The deletion for going too far off the track came a day after the Dutch 23-year-old missed out on pole position when he also ran marginally wide in qualifying.

Victory also slipped through his fingers in Bahrain last month when he had to hand back the lead to Mercedes rival Lewis Hamilton for a breach while overtaking the seven-times Formula One world champion.

"Now we've lost the victory, fastest lap, and pole position," commented Red Bull motorsport consultant Helmut Marko to Sky Sports Germany. "All good things come in threes. I hope that's the end of it."

Verstappen, who finished second and is now eight points behind race winner Hamilton, was told his fastest lap had been deleted just before the podium celebrations.

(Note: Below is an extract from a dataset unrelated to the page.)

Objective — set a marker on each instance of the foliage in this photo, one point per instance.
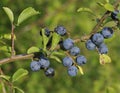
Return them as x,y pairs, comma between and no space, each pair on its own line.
96,79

"Oh really? That's a good one," he said with a look that made clear he was not amused. "That’s a bit odd because they (the stewards) were not checking track limits in 14, but whatever."

Updated notes circulated by race director Michael Masi had in fact notified teams of the change on Saturday morning, setting out the limits for turn 14.

Verstappen is enjoying his best ever start to a season, winning one race and finishing second in the other two won by Hamilton, but he acknowledged the title battle would come down to fine margins and avoiding mistakes.

"It’s close. I wish it was closer," he said.

"It’s a long season and we can’t afford to have any retirement or silly mistakes so we just have to keep on doing what we’re doing."

Team boss Christian Horner said the track limits rule and the consistency of its application was a continuing 'bone of contention'.

He said his other driver Sergio Perez, who finished fourth, had been "super-frustrated" earlier in the race when he was passed by McLaren's Lando Norris who appeared to go off track without punishment.

"We get a document from the FIA and it changes from one day to the next. The application of these are frustrating," said Horner.

Meanwhile, Kimi Raikkonen blamed himself  for a first lap collision with Alfa Romeo team mate Antonio Giovinazzi at the Portuguese Grand Prix.

The Finn was the only retirement of the race after running into the Italian.

"I was checking something on the steering wheel, changing a switch," the 2007 world champion told Sky Sports television.

"I got it wrong out of the last corner and had to change it (the switch) on the straight again and just drove into him, so really my mistake."

Giovinazzi was able to continue and finished 12th.

"He was very lucky," said Alfa's head of track engineering Xevi Pujolar. "For Kimi it was game over but Antonio no problem."